Perhaps most difficult of all is around data strategy, a core component of a digital strategy, and one of the key pillars that Pritchard had talked about at Sprint 19. She spoke about bringing together operating models to optimise data-sharing – but Georgina O’Toole, chief analyst at TechMarketView suggested that this is the single biggest barrier to the government moving onto more complex digital projects and getting the greatest value from truly deep digital transformation.

She said:

Until now, there hasn’t really been anyone taking this bull by its horns, with activity across government in various organisations and limited coordination.

My fear is that this is a massive task; technology is not the problem. The new CDIO will have to take on much bigger issues spanning the cultural to the organisational to the political. Not only does data need to be shared, it also needs to be trusted across organisational boundaries if it is to be used effectively; there is widespread evidence that isn’t the case currently

The ‘world class’ candidate

The CDIO will be more powerful than the head of GDS and the CDIO roles in HMRC and DWP –the other leading digital roles in Whitehall, and this is why the make-up of who takes up the position is crucial. There has been a resurgence of IT roles in government over digital people in central government, which could dictate whether Whitehall hires someone with a CIO mind, or someone who is more digitally minded.

Campbell suggests that permanent secretary level roles usually go to civil service lifers, rather than deep experts in their field, so it would be interesting to see if someone who is currently in government could be considered. As well as Pritchard, other candidates could include Tom Read, the chief digital officer at the Ministry of Justice, Karl Hoods, chief digital and information officer at the Department for Business, Energy and Industrial Strategy and Jacky Wright, chief digital and information officer at HMRC.

Dr Evans, who is also chief digital officer of the North East and North Cumbria Integrated Care System, said that the selected candidate should have an appropriate understanding of the different government departments.

There needs to be a degree of caution as there are some nuances in health that are not 100% applicable to other sectors, so an understanding of the domains and departments is crucial

Campbell believes the role is for someone who can lead, set vision, convene and overcome the divide in IT and digital worlds, as well as creating a voice for digital at the highest level in government. 

He said:

This is a great aspiration but this sort of role, which is common in Australia, has really struggled to live up to that aspiration elsewhere.
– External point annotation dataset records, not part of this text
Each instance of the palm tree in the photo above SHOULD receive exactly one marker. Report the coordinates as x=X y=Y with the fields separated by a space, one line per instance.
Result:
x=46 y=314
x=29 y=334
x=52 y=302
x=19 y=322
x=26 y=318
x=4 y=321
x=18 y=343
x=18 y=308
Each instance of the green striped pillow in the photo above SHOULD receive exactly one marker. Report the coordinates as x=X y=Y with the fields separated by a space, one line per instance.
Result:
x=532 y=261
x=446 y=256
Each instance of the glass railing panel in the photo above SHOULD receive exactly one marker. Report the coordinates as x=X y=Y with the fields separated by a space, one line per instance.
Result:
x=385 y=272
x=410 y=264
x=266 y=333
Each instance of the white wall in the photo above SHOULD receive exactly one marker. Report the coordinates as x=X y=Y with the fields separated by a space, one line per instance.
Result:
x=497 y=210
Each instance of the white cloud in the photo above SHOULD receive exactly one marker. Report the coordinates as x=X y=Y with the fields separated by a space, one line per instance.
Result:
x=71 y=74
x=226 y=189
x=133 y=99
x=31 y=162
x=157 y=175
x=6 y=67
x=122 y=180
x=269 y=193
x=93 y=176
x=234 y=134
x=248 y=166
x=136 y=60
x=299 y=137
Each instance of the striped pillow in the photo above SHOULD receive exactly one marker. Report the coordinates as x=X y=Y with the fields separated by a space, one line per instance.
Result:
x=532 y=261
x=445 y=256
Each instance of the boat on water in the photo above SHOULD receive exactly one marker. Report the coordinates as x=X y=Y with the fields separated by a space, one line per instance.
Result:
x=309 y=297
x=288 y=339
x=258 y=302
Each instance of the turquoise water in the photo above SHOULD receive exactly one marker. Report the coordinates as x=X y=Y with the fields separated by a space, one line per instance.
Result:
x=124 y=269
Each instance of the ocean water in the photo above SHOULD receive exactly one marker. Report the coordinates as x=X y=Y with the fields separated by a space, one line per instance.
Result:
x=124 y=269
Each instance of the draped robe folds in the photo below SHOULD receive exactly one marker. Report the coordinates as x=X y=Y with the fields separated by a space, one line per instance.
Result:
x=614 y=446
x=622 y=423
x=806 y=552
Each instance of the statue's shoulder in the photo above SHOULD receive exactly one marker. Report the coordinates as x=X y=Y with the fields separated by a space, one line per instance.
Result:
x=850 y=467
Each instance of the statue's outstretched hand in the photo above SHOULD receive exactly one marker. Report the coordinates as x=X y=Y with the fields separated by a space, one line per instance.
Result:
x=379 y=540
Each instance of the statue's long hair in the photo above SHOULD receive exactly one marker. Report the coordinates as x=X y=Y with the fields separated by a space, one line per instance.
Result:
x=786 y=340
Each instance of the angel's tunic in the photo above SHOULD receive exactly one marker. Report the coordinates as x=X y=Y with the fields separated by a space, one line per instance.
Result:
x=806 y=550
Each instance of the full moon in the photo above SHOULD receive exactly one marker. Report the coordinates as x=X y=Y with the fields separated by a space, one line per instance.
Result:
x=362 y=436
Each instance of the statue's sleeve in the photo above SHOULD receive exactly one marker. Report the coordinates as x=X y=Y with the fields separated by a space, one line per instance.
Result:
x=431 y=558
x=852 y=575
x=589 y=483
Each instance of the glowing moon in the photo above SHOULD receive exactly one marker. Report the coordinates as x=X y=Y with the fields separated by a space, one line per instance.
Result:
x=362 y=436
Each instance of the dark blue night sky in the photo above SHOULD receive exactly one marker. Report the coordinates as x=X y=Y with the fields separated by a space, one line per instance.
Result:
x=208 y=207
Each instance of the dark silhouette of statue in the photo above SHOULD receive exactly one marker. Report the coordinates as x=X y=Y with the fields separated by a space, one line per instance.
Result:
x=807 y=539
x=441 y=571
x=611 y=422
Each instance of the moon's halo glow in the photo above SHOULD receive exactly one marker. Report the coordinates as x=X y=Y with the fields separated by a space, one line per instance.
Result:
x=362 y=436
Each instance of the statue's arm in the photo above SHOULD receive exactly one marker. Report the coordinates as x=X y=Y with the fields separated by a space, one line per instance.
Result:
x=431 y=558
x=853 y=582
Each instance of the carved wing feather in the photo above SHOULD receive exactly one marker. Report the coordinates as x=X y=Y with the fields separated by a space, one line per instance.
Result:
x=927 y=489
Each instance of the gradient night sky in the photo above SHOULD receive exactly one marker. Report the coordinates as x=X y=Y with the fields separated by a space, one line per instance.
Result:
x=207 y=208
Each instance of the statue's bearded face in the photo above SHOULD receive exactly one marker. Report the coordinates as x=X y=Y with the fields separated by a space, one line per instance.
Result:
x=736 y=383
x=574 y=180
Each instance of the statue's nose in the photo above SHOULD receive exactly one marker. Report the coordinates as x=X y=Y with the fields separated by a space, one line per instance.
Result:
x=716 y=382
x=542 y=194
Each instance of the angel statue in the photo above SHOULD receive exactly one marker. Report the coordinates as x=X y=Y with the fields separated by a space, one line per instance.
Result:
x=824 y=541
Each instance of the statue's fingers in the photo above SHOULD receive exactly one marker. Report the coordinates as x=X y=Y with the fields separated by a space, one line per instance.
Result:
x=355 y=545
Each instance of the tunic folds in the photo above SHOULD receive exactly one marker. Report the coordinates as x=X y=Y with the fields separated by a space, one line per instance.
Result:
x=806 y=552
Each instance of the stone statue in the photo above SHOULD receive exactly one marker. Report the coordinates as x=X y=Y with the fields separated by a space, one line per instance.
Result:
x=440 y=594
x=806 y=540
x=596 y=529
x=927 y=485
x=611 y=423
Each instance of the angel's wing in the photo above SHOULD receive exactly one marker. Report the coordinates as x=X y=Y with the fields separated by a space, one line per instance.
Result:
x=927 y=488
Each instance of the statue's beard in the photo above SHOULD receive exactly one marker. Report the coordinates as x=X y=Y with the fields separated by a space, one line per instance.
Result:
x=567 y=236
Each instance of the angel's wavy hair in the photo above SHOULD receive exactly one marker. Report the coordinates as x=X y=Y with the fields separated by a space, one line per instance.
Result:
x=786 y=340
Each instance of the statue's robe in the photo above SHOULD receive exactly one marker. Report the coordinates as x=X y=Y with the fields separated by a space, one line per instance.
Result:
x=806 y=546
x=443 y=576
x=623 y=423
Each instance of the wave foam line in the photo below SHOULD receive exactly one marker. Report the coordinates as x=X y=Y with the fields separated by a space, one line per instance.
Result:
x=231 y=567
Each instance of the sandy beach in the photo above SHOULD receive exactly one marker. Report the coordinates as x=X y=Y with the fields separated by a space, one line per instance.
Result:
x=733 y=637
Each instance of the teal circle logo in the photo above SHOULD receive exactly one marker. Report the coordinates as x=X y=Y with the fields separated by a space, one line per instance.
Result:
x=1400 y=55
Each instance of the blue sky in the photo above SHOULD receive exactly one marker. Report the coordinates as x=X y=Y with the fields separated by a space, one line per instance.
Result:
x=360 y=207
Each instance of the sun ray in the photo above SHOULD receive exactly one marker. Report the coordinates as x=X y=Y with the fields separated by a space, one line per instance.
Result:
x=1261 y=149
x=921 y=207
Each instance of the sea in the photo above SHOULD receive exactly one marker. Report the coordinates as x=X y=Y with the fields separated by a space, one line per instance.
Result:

But as with any senior role, this is a two-way street. The prospective CDIO is likely to seek assurances from the hiring managers about what they’re actually able to do.

According to Shetler, this would include basic questions such as: what changes to the funding, governance and portfolio issues have already been agreed, what happens to GDS, and what is the role of the Department for Digital, Culture, Media & Sport (DCMS).

He said:

Right now, there really is no governance, no government IT or digital strategy, no overall architecture to work within, no clear ideas of the role of the centre and the departments and agencies in delivery, no cross-governmental user journeys, no portfolio management, no standardised approaches to funding that allow for the understanding the need for different methodologies – and deliverables – in different parts of programmes or between different types of projects.

It’s really all over the shop and appears quite fragmented to an outside observer like me – that’s why the new role is potentially so intriguing .

My take 

Intriguing it is – and with applications for the role only open until 9am on 7 October, there’s only a matter of time until we see if the government can find the right calibre of candidate, and whether it can provide the candidate with the powers necessary to make the role a success.